Project DEgree provides the funds to concentrate all of the best practices to ensure success and completion for this cohort of students,” said Robin Ozz, director of developmental education at Phoenix College. “This includes a theme-based, active engagement learning community of Reading, English, and College Success skills, along with a dedicated resource specialist who will not only teach the success course but whose primary job it is to ensure student success, whether the barriers are academic or personal,” she said.

In their first year, students will be part of a learning community with 25 peers. Together, they will take developmental coursework in reading and writing, a college success course, and will receive preparatory tutoring in math. After completing their initial courses, students will progress as a learning community, taking the next sequence of reading, writing, and math classes, as well as a counseling and personal development course.

During the second year of the Project DEgree initiative, students will transition into college-level coursework and progress toward the certificate or degree of their choice. They will be encouraged to take 12 credit hours of coursework each semester. In this phase, the students will be supported by a completion advisor who will work closely with advising staff to provide counseling and connection to college resources and support services.

“This program is based on what has been working for the Gateway to College Network with incredible results for the past five years in high schools nationwide, and now they are replicating these success strategies for the under prepared student in the community college,” said Ozz.

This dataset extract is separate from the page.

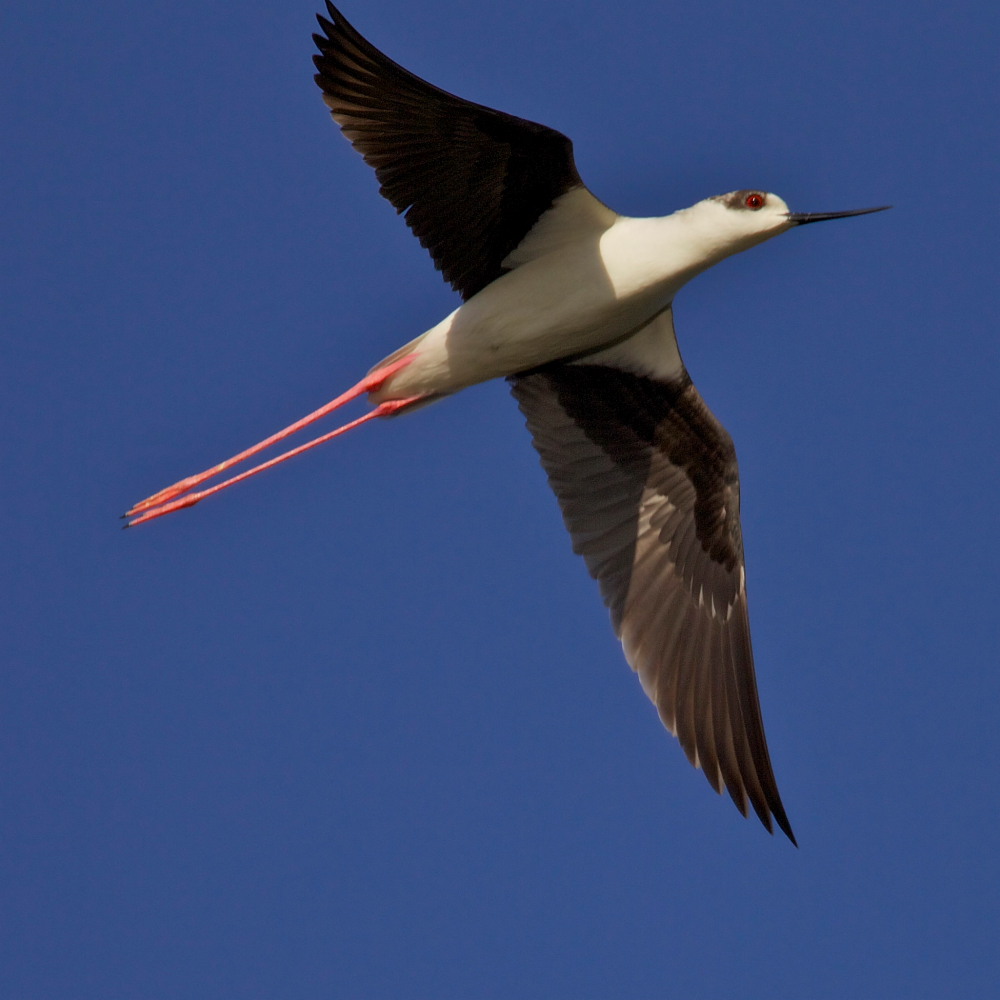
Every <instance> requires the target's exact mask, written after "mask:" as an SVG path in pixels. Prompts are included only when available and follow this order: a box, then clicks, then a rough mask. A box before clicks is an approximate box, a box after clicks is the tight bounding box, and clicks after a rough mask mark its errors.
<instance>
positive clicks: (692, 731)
mask: <svg viewBox="0 0 1000 1000" xmlns="http://www.w3.org/2000/svg"><path fill="white" fill-rule="evenodd" d="M671 333H672V330H671ZM680 372H681V374H680V375H679V376H678V377H676V378H673V379H668V380H663V379H657V378H653V377H648V376H645V375H639V374H634V373H633V372H630V371H625V370H623V369H622V368H619V367H611V366H608V365H603V364H587V363H585V362H581V363H576V364H563V363H556V364H553V365H548V366H546V367H544V368H541V369H538V370H537V371H534V372H531V373H527V374H525V375H520V376H515V377H514V378H512V379H511V384H512V392H513V394H514V396H515V398H516V399H517V401H518V403H519V405H520V407H521V410H522V412H523V413H524V415H525V417H526V418H527V423H528V428H529V430H530V431H531V434H532V437H533V439H534V444H535V448H536V449H537V450H538V452H539V454H540V455H541V459H542V465H543V466H544V468H545V471H546V472H547V473H548V477H549V483H550V484H551V486H552V488H553V490H554V491H555V493H556V496H557V497H558V499H559V504H560V506H561V508H562V512H563V518H564V519H565V521H566V526H567V527H568V528H569V531H570V534H571V535H572V538H573V548H574V550H575V551H576V552H577V553H579V554H580V555H582V556H583V557H584V559H585V560H586V562H587V567H588V569H589V570H590V573H591V575H592V576H593V577H595V578H596V579H597V581H598V582H599V584H600V587H601V593H602V595H603V597H604V601H605V603H606V604H607V606H608V607H609V609H610V610H611V619H612V623H613V625H614V628H615V632H616V633H617V635H618V636H619V637H620V638H621V640H622V645H623V647H624V650H625V656H626V658H627V659H628V662H629V663H630V664H631V666H632V668H633V669H634V670H635V671H636V672H637V673H638V675H639V677H640V679H641V681H642V685H643V688H644V689H645V691H646V693H647V694H648V695H649V697H650V698H651V699H652V701H653V702H654V703H655V705H656V707H657V709H658V710H659V713H660V717H661V719H662V720H663V722H664V724H665V725H666V726H667V728H668V729H670V731H671V732H672V733H674V734H675V735H676V736H677V737H678V738H679V740H680V742H681V745H682V746H683V747H684V750H685V752H686V753H687V756H688V759H689V760H690V761H691V763H692V764H694V765H695V766H696V767H701V768H702V769H703V770H704V772H705V775H706V777H707V778H708V780H709V782H710V783H711V785H712V786H713V787H714V788H715V790H716V791H719V792H721V791H722V786H723V784H724V785H725V786H726V788H727V789H728V790H729V794H730V796H731V797H732V799H733V801H734V802H735V803H736V805H737V807H738V808H739V810H740V811H741V812H742V813H743V815H744V816H745V815H746V814H747V802H748V800H749V802H750V804H751V805H752V806H753V808H754V810H755V811H756V813H757V815H758V816H759V817H760V819H761V821H762V822H763V824H764V825H765V826H766V827H767V829H768V830H772V829H773V828H772V823H771V817H772V815H773V817H774V819H775V820H776V821H777V823H778V826H779V827H780V828H781V829H782V830H783V831H784V832H785V833H786V834H787V835H788V837H789V839H791V840H792V842H793V843H794V842H795V837H794V835H793V834H792V829H791V826H790V825H789V823H788V818H787V816H786V815H785V810H784V807H783V806H782V804H781V798H780V796H779V794H778V787H777V784H776V782H775V779H774V772H773V771H772V769H771V761H770V758H769V755H768V751H767V743H766V742H765V739H764V726H763V722H762V720H761V714H760V703H759V701H758V698H757V683H756V679H755V677H754V668H753V653H752V651H751V648H750V623H749V619H748V614H747V594H746V576H745V571H744V563H743V540H742V534H741V531H740V521H739V503H740V501H739V479H738V473H737V466H736V453H735V449H734V448H733V443H732V440H731V438H730V437H729V435H728V434H727V433H726V431H725V429H724V428H723V427H722V425H721V424H720V423H719V422H718V421H717V420H716V419H715V417H714V416H713V415H712V413H711V412H710V411H709V409H708V408H707V407H706V406H705V404H704V402H703V401H702V399H701V397H700V396H699V395H698V392H697V390H696V389H695V387H694V385H693V384H692V383H691V379H690V377H689V376H688V375H687V372H686V371H684V370H683V368H681V370H680Z"/></svg>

Gateway to College National Network is a national nonprofit organization that is tackling the dropout crisis and catalyzing change across developmental education in colleges. Organizational strategies include creating and replicating innovative programs, building partnerships, influencing systems, conducting research and sharing what they know, helping effect policy and regulatory changes, and providing customized consulting services. The National Network also offers training, technical assistance, and professional development opportunities to Gateway to College and Project DEgree programs across the country.